Emotional stability is the property of individuals so it represents the formative measurement model. MMC is more appropriate, especially, when the sampling ratio is close to 100% like in this example. The differences between MLC and MMC are shown here. First, MLC is analyzed.
model3 <- '
level: 1
sat ~ emostability
level: 2
sat ~ emostability
'
fit3 <- sem(model = model3, data = dat, cluster = "groupid")
summary(fit3)
## lavaan 0.6.17 ended normally after 21 iterations
##
## Estimator ML
## Optimization method NLMINB
## Number of model parameters 5
##
## Number of observations 1000
## Number of clusters [groupid] 200
##
## Model Test User Model:
##
## Test statistic 0.009
## Degrees of freedom 0
##
## Parameter Estimates:
##
## Standard errors Standard
## Information Observed
## Observed information based on Hessian
##
##
## Level 1 [within]:
##
## Regressions:
## Estimate Std.Err z-value P(>|z|)
## sat ~
## emostability 0.238 0.032 7.444 0.000
##
## Variances:
## Estimate Std.Err z-value P(>|z|)
## .sat 0.813 0.041 20.000 0.000
##
##
## Level 2 [groupid]:
##
## Regressions:
## Estimate Std.Err z-value P(>|z|)
## sat ~
## emostability -0.238 0.787 -0.302 0.762
##
## Intercepts:
## Estimate Std.Err z-value P(>|z|)
## .sat 0.049 0.044 1.133 0.257
##
## Variances:
## Estimate Std.Err z-value P(>|z|)
## .sat 0.181 0.040 4.518 0.000
Next, MMC is analyzed by the lme4
package.
dat$aveemo <- ave(dat$emostability, dat$groupid)
dat$diffemo <- dat$emostability - dat$aveemo
out4 <- lmer(sat ~ 1 + diffemo + aveemo + (1|groupid), data=dat, REML=FALSE)
summary(out4)
## Linear mixed model fit by maximum likelihood ['lmerMod']
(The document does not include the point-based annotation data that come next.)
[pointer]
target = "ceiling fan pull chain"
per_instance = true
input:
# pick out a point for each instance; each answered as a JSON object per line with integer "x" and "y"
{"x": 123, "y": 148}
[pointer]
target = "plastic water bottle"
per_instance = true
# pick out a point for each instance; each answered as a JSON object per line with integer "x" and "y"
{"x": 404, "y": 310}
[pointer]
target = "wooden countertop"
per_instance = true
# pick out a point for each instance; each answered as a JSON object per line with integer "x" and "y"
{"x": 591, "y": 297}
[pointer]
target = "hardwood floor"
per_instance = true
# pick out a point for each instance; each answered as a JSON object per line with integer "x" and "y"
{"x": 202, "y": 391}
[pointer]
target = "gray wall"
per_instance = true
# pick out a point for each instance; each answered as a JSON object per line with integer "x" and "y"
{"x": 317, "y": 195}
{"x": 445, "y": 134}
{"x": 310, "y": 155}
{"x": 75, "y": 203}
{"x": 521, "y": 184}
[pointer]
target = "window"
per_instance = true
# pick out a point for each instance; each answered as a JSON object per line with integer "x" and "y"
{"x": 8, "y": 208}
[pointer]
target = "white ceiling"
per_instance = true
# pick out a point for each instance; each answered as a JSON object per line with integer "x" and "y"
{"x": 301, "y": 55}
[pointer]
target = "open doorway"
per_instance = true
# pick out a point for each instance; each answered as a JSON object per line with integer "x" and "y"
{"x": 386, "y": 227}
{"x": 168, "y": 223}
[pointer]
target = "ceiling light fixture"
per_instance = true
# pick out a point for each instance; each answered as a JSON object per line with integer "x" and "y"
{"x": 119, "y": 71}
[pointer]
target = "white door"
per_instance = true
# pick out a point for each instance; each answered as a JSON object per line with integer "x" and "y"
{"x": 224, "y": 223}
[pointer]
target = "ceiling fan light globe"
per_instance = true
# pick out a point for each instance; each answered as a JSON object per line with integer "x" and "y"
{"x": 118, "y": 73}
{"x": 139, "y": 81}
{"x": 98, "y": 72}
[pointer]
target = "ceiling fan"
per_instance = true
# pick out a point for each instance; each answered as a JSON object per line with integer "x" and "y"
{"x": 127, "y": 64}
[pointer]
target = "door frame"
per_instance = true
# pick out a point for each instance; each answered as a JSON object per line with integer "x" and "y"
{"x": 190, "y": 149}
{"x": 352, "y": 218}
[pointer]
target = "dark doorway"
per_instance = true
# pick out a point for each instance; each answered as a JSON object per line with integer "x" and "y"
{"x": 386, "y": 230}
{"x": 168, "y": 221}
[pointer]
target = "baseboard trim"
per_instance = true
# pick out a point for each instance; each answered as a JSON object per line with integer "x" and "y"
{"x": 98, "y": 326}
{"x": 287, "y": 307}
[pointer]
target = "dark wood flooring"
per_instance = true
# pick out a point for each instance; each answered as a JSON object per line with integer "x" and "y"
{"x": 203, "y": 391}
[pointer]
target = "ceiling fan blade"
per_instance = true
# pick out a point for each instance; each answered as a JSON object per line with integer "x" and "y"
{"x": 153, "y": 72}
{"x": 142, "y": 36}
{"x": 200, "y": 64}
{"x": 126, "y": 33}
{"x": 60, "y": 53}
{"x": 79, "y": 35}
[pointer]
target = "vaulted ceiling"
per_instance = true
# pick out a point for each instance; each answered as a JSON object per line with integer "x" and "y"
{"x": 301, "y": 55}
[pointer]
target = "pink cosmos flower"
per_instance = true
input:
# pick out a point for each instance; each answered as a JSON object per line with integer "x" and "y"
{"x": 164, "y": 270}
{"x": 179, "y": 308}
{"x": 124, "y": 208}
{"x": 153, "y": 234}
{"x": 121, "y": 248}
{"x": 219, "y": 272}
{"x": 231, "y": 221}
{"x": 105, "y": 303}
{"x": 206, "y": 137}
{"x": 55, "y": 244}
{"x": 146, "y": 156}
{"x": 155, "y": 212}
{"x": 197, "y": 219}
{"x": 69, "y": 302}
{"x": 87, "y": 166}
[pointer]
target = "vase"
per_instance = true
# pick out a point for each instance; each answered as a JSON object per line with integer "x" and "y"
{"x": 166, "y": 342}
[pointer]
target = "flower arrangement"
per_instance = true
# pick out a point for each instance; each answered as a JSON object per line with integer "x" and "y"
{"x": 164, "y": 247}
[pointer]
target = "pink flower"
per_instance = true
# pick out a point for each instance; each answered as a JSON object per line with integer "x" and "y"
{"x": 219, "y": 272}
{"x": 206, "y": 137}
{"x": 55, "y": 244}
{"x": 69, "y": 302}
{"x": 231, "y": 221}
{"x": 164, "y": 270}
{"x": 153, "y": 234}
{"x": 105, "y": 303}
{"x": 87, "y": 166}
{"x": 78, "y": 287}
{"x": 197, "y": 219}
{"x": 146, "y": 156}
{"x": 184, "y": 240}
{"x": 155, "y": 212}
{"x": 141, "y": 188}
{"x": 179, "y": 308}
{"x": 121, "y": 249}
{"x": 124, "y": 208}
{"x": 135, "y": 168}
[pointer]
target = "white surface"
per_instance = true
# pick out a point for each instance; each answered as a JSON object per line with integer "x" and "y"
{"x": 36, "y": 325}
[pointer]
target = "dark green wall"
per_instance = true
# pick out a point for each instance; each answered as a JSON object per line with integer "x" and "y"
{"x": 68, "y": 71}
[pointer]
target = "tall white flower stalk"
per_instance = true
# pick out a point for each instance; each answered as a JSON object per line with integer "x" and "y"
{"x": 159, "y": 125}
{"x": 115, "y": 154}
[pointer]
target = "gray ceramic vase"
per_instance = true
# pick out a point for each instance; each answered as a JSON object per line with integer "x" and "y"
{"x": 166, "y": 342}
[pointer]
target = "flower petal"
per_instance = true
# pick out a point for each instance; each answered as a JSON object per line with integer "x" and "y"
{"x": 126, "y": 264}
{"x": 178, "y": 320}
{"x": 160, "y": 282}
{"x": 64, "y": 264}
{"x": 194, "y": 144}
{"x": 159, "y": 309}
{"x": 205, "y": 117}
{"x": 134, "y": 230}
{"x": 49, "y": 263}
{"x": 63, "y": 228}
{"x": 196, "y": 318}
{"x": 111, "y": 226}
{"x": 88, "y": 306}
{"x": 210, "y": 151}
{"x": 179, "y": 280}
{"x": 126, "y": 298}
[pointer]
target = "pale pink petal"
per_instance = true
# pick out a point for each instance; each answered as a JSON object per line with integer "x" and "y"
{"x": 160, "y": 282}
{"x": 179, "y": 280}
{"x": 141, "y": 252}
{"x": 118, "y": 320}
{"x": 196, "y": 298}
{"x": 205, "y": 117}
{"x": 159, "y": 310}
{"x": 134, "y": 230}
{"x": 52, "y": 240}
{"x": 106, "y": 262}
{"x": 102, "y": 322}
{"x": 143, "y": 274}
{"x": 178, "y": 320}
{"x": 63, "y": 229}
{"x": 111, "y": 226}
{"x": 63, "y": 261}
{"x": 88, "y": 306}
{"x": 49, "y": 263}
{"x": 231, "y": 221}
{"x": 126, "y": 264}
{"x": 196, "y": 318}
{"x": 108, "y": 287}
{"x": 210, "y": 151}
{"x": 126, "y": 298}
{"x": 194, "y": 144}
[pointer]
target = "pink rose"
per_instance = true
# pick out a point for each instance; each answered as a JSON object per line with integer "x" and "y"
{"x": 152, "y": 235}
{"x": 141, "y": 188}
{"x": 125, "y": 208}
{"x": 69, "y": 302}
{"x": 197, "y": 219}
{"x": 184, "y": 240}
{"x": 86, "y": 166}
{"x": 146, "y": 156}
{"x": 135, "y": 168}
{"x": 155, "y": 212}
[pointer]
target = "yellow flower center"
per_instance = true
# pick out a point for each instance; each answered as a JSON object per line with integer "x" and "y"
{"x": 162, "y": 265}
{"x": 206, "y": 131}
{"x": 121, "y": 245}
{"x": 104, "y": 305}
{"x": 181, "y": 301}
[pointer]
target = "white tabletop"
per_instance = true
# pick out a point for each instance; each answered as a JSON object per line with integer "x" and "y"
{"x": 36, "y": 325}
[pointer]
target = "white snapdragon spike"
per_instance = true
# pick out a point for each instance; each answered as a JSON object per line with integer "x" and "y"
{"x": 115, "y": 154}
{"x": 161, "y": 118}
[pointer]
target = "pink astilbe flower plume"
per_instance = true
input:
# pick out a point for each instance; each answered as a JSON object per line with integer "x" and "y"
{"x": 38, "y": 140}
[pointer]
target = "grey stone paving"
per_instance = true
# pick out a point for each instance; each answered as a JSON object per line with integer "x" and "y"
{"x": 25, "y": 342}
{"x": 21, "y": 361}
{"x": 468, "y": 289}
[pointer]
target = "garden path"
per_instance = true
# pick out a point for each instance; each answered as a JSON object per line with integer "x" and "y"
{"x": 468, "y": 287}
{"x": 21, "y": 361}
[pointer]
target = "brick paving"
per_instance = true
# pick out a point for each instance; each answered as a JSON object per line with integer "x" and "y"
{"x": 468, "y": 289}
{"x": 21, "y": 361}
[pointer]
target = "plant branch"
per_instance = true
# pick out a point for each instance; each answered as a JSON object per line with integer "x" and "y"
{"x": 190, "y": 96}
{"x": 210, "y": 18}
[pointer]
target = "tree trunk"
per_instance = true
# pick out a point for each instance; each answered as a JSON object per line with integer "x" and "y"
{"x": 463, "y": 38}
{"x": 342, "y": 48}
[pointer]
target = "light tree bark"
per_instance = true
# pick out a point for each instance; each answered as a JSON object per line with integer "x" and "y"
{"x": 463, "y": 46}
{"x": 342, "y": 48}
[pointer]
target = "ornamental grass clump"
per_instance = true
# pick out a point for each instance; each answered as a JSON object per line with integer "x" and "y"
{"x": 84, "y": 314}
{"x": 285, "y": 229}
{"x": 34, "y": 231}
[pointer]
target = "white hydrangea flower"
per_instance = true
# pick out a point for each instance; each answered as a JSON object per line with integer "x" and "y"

## Formula: sat ~ 1 + diffemo + aveemo + (1 | groupid)
## Data: dat
##
## AIC BIC logLik deviance df.resid
## 2793.6 2818.2 -1391.8 2783.6 995
##
## Scaled residuals:
## Min 1Q Median 3Q Max
## -2.4474 -0.6601 -0.0129 0.6222 3.2054
##
## Random effects:
## Groups Name Variance Std.Dev.
## groupid (Intercept) 0.1858 0.4311
## Residual 0.8133 0.9018
## Number of obs: 1000, groups: groupid, 200
##
## Fixed effects:
## Estimate Std. Error t value
## (Intercept) 0.05597 0.04178 1.340
## diffemo 0.23776 0.03194 7.444
## aveemo 0.18174 0.08829 2.058
##
## Correlation of Fixed Effects:
## (Intr) diffem
## diffemo 0.000
## aveemo 0.040 0.000
MMC can be analyzed by the lavaan
package as well.
model4 <- '
level: 1
sat ~ diffemo
level: 2
sat ~ aveemo
'
fit4 <- sem(model = model4, data = dat, cluster = "groupid")
summary(fit4)
## lavaan 0.6.17 ended normally after 14 iterations
##
## Estimator ML
## Optimization method NLMINB
## Number of model parameters 5
##
## Number of observations 1000
## Number of clusters [groupid] 200
##
## Model Test User Model:
##
## Test statistic 0.000
## Degrees of freedom 0
##
## Parameter Estimates:
##
## Standard errors Standard
## Information Observed
## Observed information based on Hessian
##
##
## Level 1 [within]:
##
## Regressions:
## Estimate Std.Err z-value P(>|z|)
## sat ~
## diffemo 0.238 0.032 7.444 0.000
##
## Variances:
## Estimate Std.Err z-value P(>|z|)
## .sat 0.813 0.041 20.000 0.000
##
##
## Level 2 [groupid]:
##
## Regressions:
## Estimate Std.Err z-value P(>|z|)
## sat ~
## aveemo 0.182 0.088 2.058 0.040
##
## Intercepts:
## Estimate Std.Err z-value P(>|z|)
## .sat 0.056 0.042 1.340 0.180
##
## Variances:
## Estimate Std.Err z-value P(>|z|)
## .sat 0.186 0.036 5.193 0.000
Similary, the results from MLC and MMC were different but, for emotional stability, MMC results are more accurate.
Because lavaan
is the package for MSEM, users can run
path analysis in each level. In this example, the effects of counselor’s
perceived counseling proficiency on counseling satisfaction is
investigated. Perceived group flow could be the mediator of the effect
between the perceived counseling proficiency and counseling
satisfaction.
Similary, ~
represents the regression effect.
*
in front of each predictor indicates that the names in
front of *
are the labels of each regression coefficient.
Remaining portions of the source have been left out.